The three components of cost are material, labor and overhead. Because many business owners don’t understand how to calculate overhead, or how to incorporate it into their analysis, I see a lot of business owners eliminating overhead from their cost calculations, which can lead to operating losses and cash flow problems.

If you are confused as to how to calculate overhead, the easiest way to do so is as a percentage of sales. Take all of the projected overhead expenses for the period (a month, a quarter, or a year) you want to analyze, and divided these projected expenses by the amount of projected sales. Going forward, if your projections are higher or lower than your sales by 10% or more you should recalculate the overhead rate based on your new projected sales, and you need to do the same thing if your projected expenses are off (because they’re higher or lower than they should be) by 10% or more. The sales dollars associated with each transaction or quote needs this percentage applied to them, or you need to perform the same calculation with last year’s actual results for overhead and sales on actual results instead of projected results. I myself prefer using projected results. There are other options for calculating overhead that also use labor hours and dollars, but I find using sales is the best option (unless the business is in the trades, such as a plumber or electrician, or it’s a manufacturing business, in which case I like to use labor hours, which makes more sense for these types of businesses because you simply assign overhead costs per direct labor hour and all you need do to know your costs is estimate the labor hours for a job).

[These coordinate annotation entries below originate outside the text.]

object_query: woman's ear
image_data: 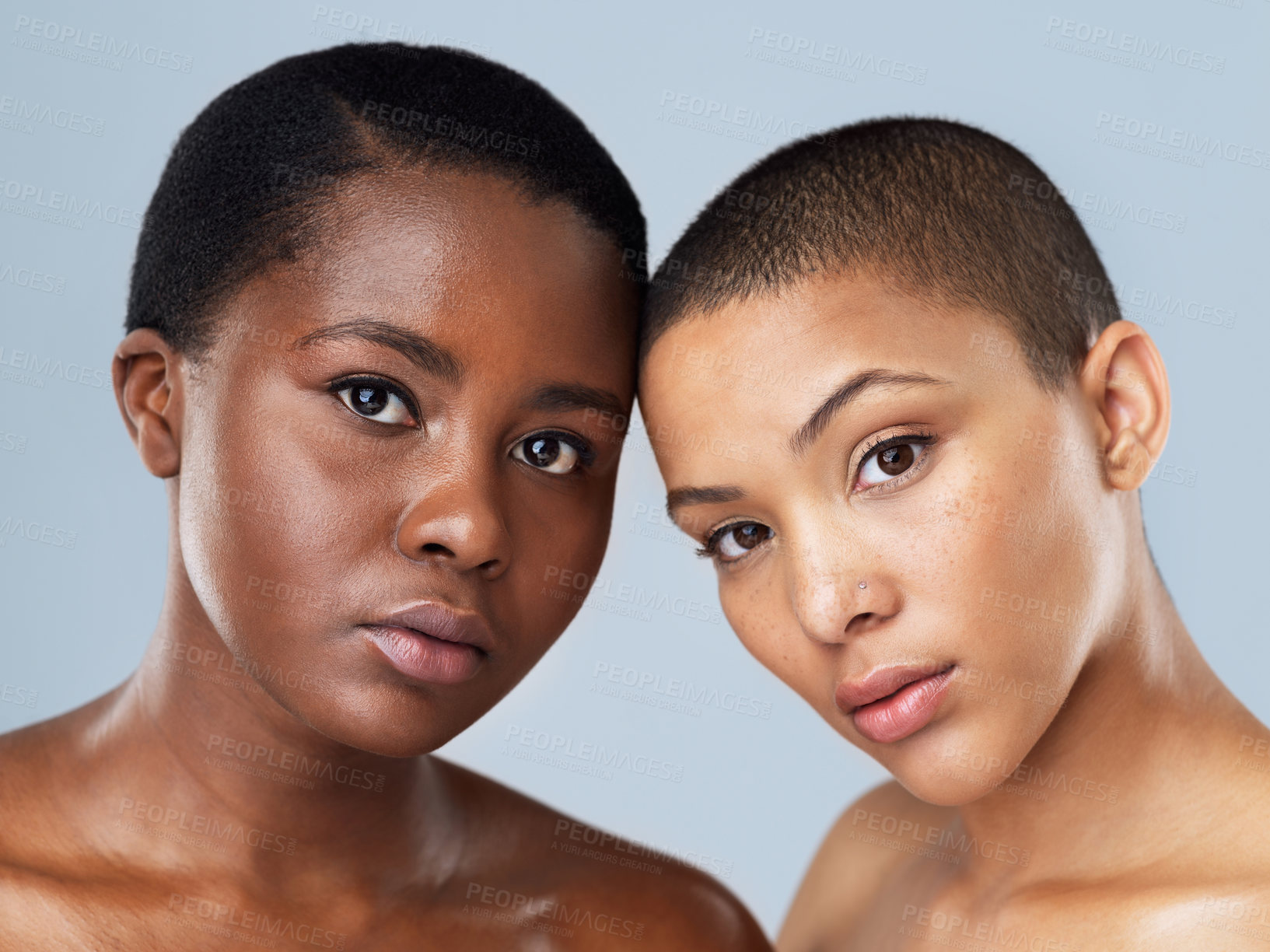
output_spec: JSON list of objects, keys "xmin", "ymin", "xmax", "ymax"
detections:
[
  {"xmin": 1081, "ymin": 321, "xmax": 1170, "ymax": 492},
  {"xmin": 110, "ymin": 327, "xmax": 185, "ymax": 478}
]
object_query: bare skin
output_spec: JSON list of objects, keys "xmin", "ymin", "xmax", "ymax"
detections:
[
  {"xmin": 640, "ymin": 273, "xmax": 1270, "ymax": 952},
  {"xmin": 0, "ymin": 167, "xmax": 770, "ymax": 950}
]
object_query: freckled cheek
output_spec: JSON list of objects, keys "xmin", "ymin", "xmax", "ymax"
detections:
[{"xmin": 719, "ymin": 580, "xmax": 817, "ymax": 697}]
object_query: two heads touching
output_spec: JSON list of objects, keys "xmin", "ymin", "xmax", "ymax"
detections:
[{"xmin": 0, "ymin": 37, "xmax": 1266, "ymax": 952}]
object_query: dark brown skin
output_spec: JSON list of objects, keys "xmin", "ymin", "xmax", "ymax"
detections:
[
  {"xmin": 0, "ymin": 169, "xmax": 770, "ymax": 950},
  {"xmin": 640, "ymin": 275, "xmax": 1270, "ymax": 952}
]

When it comes to the calculation of overhead and incorporating overhead in cost calculations, there are many schools of thought. There are some people who avoid accounting for overhead altogether by saying, “The overhead will begin to be paid anyway, no matter how much the sales price exceeds material and labor, and that’s the only objective.”, and to them I say:

 

First of all, if sales aren’t actually high enough for you to employ this school of thought you are guaranteeing that you will NOT be profitable. You will eventually have to pay for all the fixed overhead, even if sales exceed material, labor, and variable overhead* by a few dollars, BUT the sales must be high enough and that is a HUGE risk.

 

Secondly, although an argument can certainly be made that any sale that covers some overhead is better than no sale at all, are you absolutely SURE there is no other sale that you could make that covers more or even all of your overhead that you’re not bothering to find because you justify just giving away your products and services as long as it covers some overhead?

*The business owner sometimes calls expenses which can be considered overhead but are actually expenses which are variable to sales overhead. These are things like credit card fees or gas fees if you need to travel to perform a service, and they need to be identified as variable overhead and incorporated as part of the expense component deducted from the selling price to determine profit before fixed overhead.

Every business owner really should know what the overhead component of their product or service is so that they have a grasp on what their true bottom line is on each and every transaction or quote. Knowing that bottom line on your every transaction, unless your expense or revenue projections are way off, will set you at ease by ensuring that all your costs are accounted for. At the end of the day the business owner can use their own discretion as to whether a sale that does not entirely cover fixed overhead is worth making. If it were me I must be extremely confident that there is no other sale to make that will give me a better return before I would accept a sale that only partially covered fixed overhead. For example let’s say you know with reasonable certainty that your business is in a state of low demand maybe due to seasonality or economic conditions. If I am convinced there is no other sale out there that is going to give me a better return or if I think the customer is worthwhile to keep because the customer will give me long term potential at higher profit margins then I would make the justification that I am at least covering some fixed overhead.